In the situation of related corporations, which do not technically involve a parent, subsidiary or controlled corporation, the problems are somewhat more acute and the lawyer's duty must be somewhat more precisely defined. It is clear that he must he sure that his employer, unless its interests in the matter are identical, does not direct the manner in which he performs his duties or dictate the advice which he gives to the other corporation. He must be sure that it is clear and agreeable to both the employer and the other corporation that, having undertaken to perform legal services for the other corporation in a particular matter, his client in that matter is the corporation for whom the services are to be performed and that in such matter his undivided fidelity is owed to that corporation. There must be a direct and personal relationship with the corporation for whom he performs the services communications between the lawyer and such corporation must be direct and not through the lawyer's general corporate employer as an intermediary. He must be certain that his services and advice to such corporation are in its interest and he must preserve its confidences inviolate. If there be a conflict of interest between his general corporate employer and the other corporation, then he must, of course, disqualify unless the conflict is fully disclosed and express consent for representation is given by all concerned. See Canon 6. If these safeguards are carefully maintained it is our opinion that there will be no violation of Texas Canon 32 or ABA Canon 35.

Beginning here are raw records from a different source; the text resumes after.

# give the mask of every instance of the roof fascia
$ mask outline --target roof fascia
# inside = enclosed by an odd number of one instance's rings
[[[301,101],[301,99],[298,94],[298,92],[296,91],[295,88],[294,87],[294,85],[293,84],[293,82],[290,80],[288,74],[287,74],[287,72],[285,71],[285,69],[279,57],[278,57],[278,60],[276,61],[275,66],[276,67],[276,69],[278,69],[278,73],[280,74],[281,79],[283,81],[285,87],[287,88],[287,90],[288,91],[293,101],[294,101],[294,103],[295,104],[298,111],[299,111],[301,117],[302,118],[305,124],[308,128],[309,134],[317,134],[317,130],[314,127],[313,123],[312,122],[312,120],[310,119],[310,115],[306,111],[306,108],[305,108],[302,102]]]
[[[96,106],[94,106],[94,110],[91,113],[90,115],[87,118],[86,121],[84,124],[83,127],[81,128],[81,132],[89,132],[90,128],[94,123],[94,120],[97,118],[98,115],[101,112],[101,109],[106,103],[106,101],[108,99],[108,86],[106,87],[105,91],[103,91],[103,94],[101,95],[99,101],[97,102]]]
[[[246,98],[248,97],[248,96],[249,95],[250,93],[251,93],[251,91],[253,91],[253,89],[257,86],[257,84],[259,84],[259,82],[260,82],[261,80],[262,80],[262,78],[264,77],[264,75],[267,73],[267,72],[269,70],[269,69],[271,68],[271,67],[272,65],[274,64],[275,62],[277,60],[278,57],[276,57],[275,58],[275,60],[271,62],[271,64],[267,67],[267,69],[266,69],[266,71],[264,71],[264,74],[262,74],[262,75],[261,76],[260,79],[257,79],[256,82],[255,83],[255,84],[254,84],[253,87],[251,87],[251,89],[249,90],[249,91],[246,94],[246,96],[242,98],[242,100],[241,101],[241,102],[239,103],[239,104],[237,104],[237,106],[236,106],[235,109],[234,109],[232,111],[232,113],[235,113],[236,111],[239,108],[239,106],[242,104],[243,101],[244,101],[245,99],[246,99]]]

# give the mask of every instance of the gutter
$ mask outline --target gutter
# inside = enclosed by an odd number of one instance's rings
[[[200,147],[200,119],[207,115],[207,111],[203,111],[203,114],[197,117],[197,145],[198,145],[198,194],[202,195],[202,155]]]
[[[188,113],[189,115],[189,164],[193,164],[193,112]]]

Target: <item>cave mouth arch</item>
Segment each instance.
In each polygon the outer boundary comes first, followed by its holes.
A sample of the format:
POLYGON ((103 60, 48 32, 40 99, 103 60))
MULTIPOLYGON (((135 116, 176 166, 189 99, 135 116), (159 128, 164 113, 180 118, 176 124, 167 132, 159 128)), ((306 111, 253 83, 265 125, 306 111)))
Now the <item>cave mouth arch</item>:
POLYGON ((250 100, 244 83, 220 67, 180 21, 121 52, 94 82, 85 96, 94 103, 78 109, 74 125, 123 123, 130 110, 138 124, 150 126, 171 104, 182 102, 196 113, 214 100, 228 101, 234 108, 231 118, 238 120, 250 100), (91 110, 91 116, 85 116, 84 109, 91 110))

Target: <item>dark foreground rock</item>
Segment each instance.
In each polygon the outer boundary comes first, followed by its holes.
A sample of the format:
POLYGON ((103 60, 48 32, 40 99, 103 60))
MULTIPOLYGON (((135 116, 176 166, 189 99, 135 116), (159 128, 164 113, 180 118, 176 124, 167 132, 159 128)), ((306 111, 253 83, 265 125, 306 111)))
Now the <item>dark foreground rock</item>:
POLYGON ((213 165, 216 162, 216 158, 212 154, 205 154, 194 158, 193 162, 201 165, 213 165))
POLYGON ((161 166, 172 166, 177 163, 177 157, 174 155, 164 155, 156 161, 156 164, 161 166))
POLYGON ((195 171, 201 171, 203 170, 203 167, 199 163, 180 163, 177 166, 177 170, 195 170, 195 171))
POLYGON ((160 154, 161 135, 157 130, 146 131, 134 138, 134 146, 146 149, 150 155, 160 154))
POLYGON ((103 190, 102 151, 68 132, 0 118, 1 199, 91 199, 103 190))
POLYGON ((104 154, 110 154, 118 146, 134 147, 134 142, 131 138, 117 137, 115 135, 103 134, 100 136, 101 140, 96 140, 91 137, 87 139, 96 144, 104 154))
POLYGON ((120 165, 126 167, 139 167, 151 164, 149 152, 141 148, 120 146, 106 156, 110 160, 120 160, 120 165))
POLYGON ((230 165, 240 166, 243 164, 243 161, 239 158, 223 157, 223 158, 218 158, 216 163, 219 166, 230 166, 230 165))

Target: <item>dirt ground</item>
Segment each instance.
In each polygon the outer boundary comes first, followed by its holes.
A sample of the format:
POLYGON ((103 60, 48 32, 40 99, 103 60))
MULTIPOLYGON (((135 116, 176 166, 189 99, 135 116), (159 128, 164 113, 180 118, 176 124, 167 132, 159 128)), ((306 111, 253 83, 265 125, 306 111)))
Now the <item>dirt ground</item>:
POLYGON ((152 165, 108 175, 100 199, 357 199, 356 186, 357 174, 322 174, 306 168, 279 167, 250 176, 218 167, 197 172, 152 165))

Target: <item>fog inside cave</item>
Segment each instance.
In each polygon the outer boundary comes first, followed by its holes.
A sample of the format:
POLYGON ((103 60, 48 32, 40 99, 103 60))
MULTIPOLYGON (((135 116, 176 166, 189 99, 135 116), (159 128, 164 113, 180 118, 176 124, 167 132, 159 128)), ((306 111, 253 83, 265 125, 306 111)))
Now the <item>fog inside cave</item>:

In both of these situations the possibility of the lawyer aiding his general corporate employer in the unauthorized practice of law inviolate of Texas Canon 43 and ABA Canon 47 is more imaginary than real. While it is not the function of this Committee to decide what constitutes unauthorized practice of law, we are satisfied that under the facts presented in this inquiry the general corporate employer is not undertaking to furnish legal services to the other corporations; it is not holding itself out as a furnisher of legal services, and it is not exploiting the services of the lawyer. It is merely providing a convenient means whereby the lawyer's services can be made available to the related corporations as they have need for such services, and in these arrangements we see no real likelihood that the lawyer would be aiding his general corporate employer in the practice of law.

Compare ABA Informal Opinion 973, from which we have freely drawn but with which we do not entirely agree. (8-0.)